À l’instar de la mis­sion BGL, la CAIA con­sid­ère que le scé­nario de fusion des corps tech­niques avec les admin­is­tra­teurs de l’État apporte beau­coup plus d’inconvénients que d’avantages, compte tenu notam­ment de la dif­férence impor­tante des natures de mis­sions assurées par ces organ­ismes au prof­it de l’État et du grand risque de perte de vis­i­bil­ité et donc d’attractivité que pour­raient subir les corps tech­niques. Si le scé­nario de fusion des corps tech­niques présente plusieurs avan­tages (facil­ité d’harmonisation des statuts, sim­pli­fi­ca­tion des règles de mobil­ité interne au sein de l’État…), il soulève en revanche lui aus­si un risque de perte de vis­i­bil­ité et donc d’attractivité pour cha­cun des corps tech­niques, notam­ment pour le corps de l’armement, et des com­plex­ités impor­tantes de mise en œuvre admin­is­tra­tive, notam­ment entre des corps tech­niques civils et un corps tech­nique mil­i­taire. Ce dernier prob­lème serait réglé avec la sup­pres­sion du statut mil­i­taire, mais cette éventuelle déci­sion impor­tante doit être analysée avec soin. Une étude d’impact pré­cise de cette éventuelle déci­sion pour­rait être utile­ment lancée sur l’attractivité du corps de l’armement, sur la capac­ité effec­tive de met­tre en place un sys­tème pérenne per­me­t­tant de con­fér­er un statut mil­i­taire aux fonc­tions de la DGA qui le néces­sit­eraient et, surtout, sur l’efficacité du fonc­tion­nement du min­istère des Armées, notam­ment en ce qui con­cerne les rela­tions entre la DGA et les armées. La con­sul­ta­tion en cours lancée par la CAIA per­me­t­tra de con­tribuer utile­ment à cette étude d’impact.

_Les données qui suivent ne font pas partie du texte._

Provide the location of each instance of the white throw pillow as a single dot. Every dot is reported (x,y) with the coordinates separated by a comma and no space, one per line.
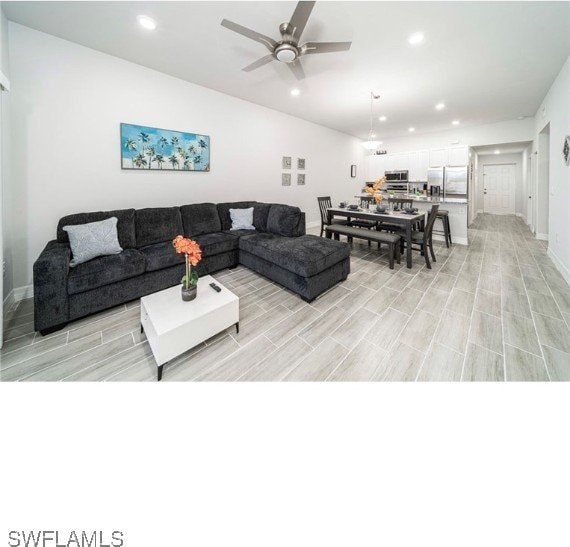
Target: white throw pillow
(242,219)
(91,240)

Dans l’attente de ce résul­tat, la CAIA pro­pose d’adopter la plu­part des mesures pré­con­isées par la mis­sion BGL avec les amé­nage­ments présen­tés plus haut et de tra­vailler en par­al­lèle à l’harmonisation max­i­male des statuts des corps tech­niques (rémunéra­tion, recrute­ment, pro­mo­tion, grade, for­ma­tion ini­tiale com­mune, mobil­ité…) dans un con­texte de main­tien de ces corps tech­niques et du statut mil­i­taire des ingénieurs de l’armement. Cela représen­tera d’ores et déjà un change­ment très sig­ni­fi­catif. S’il était établi que cette solu­tion ne puisse pas per­me­t­tre cette exploita­tion opti­male des com­pé­tences du corps de l’armement au prof­it de l’État avec l’harmonisation max­i­male des statuts et la mise en place d’un décloi­son­nement effec­tif des par­cours au sein de l’État, alors le scé­nario de fusion des corps tech­niques pour­rait être envis­agé. Il fau­dra alors veiller à préserv­er la capac­ité de la DGA à rem­plir au mieux sa mis­sion pre­mière au prof­it des forces armées, en restant notam­ment suff­isam­ment attrac­tive auprès de ses futurs cadres dirigeants.